If we cannot compete successfully for market share against other drug companies, we may not achieve sufficient product revenues and our business will suffer.
The market for our product candidates is characterized by intense competition and rapid technological advances. If our product candidates receive FDA approval, they will compete with a number of existing and future drugs and therapies developed, manufactured and marketed by others. Existing or future competing products may provide greater therapeutic convenience or clinical or other benefits for a specific indication than our products, or may offer comparable performance at a lower cost. If our products fail to capture and maintain market share, we may not achieve sufficient product revenues and our business will suffer.
We will compete against fully integrated pharmaceutical companies and smaller companies that are collaborating with larger pharmaceutical companies, academic institutions, government agencies and other public and private research organizations. In addition, many of these competitors, either alone or together with their collaborative partners, operate larger research and development programs and have substantially greater financial resources than we do, as well as significantly greater experience in:
developing drugs;
undertaking pre-clinical testing and human clinical trials;
obtaining FDA and other regulatory approvals of drugs;
formulating and manufacturing drugs; and
launching, marketing and selling drugs.
Developments by competitors may render our products or technologies obsolete or non-competitive.

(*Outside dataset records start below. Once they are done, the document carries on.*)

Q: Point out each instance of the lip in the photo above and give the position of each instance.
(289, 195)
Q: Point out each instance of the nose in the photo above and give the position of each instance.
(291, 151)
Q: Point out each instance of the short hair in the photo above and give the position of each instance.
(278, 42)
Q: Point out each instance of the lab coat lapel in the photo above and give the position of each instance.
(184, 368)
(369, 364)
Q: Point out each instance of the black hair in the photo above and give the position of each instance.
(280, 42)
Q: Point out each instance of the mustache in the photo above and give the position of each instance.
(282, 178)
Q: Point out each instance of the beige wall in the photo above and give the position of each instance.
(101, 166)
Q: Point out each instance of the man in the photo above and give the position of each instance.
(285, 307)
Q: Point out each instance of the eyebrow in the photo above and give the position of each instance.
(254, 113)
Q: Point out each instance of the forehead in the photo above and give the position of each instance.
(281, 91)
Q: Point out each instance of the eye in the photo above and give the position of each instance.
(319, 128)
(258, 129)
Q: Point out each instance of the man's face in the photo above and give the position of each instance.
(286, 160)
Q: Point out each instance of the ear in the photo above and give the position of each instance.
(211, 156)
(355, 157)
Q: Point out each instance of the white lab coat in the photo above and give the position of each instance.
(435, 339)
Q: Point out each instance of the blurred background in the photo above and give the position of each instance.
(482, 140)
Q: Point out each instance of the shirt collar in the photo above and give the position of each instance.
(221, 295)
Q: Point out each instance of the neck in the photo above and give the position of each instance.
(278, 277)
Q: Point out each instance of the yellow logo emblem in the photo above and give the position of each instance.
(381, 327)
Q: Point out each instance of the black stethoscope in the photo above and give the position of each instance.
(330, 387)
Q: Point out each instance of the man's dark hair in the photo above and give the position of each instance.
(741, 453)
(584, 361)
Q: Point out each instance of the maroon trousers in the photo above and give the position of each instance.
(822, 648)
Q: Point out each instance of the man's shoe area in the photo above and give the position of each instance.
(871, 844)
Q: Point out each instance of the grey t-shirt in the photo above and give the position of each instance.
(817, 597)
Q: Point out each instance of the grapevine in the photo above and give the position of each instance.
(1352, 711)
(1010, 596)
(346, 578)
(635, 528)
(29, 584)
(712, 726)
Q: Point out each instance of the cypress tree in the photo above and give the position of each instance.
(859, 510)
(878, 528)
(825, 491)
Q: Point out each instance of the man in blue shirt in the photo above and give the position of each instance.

Companies that currently sell both generic and proprietary compounds for the treatment of cancer include, among others, Pfizer (trimetrexate),Eli Lilly & Co. (pemetrexed),Novartis (edatrexate), and Allos (PDX). Alternative technologies are being developed to treat cancer and immunological disease, several of which are in advanced clinical trials. (See: “ITEM 5(D) - Description of Business of Hana Biosciences, Inc. - PT-523: Competition;” “- IPDR Competition”). In addition, companies pursuing different but related fields represent substantial competition. Many of these organizations have substantially greater capital resources, larger research and development staffs and facilities, longer drug development history in obtaining regulatory approvals and greater manufacturing and marketing capabilities than we do. These organizations also compete with us to attract qualified personnel, parties for acquisitions, joint ventures or other collaborations.
If we fail to adequately protect or enforce our intellectual property rights or secure rights to patents of others, the value of our intellectual property rights would diminish.
Our success, competitive position and future revenues will depend in part on our ability and the abilities of our licensors to obtain and maintain patent protection for our products, methods, processes and other technologies, to preserve our trade secrets, to prevent third parties from infringing on our proprietary rights and to operate without infringing the proprietary rights of third parties.
To date, through our license agreements for PT-523 and IPdR, we hold certain exclusive patent rights, including rights under U.S. patents and U.S. patent applications. We also have patent applications pending in several foreign jurisdictions. We anticipate filing additional patent applications both in the U.S. and in other countries, as appropriate. However, we cannot predict:
the degree and range of protection any patents will afford us against competitors, including whether third parties will find ways to invalidate or otherwise circumvent our licensed patents;
if and when patents will issue;
whether or not others will obtain patents claiming aspects similar to those covered by our licensed patents and patent applications; or
whether we will need to initiate litigation or administrative proceedings which may be costly whether we win or lose.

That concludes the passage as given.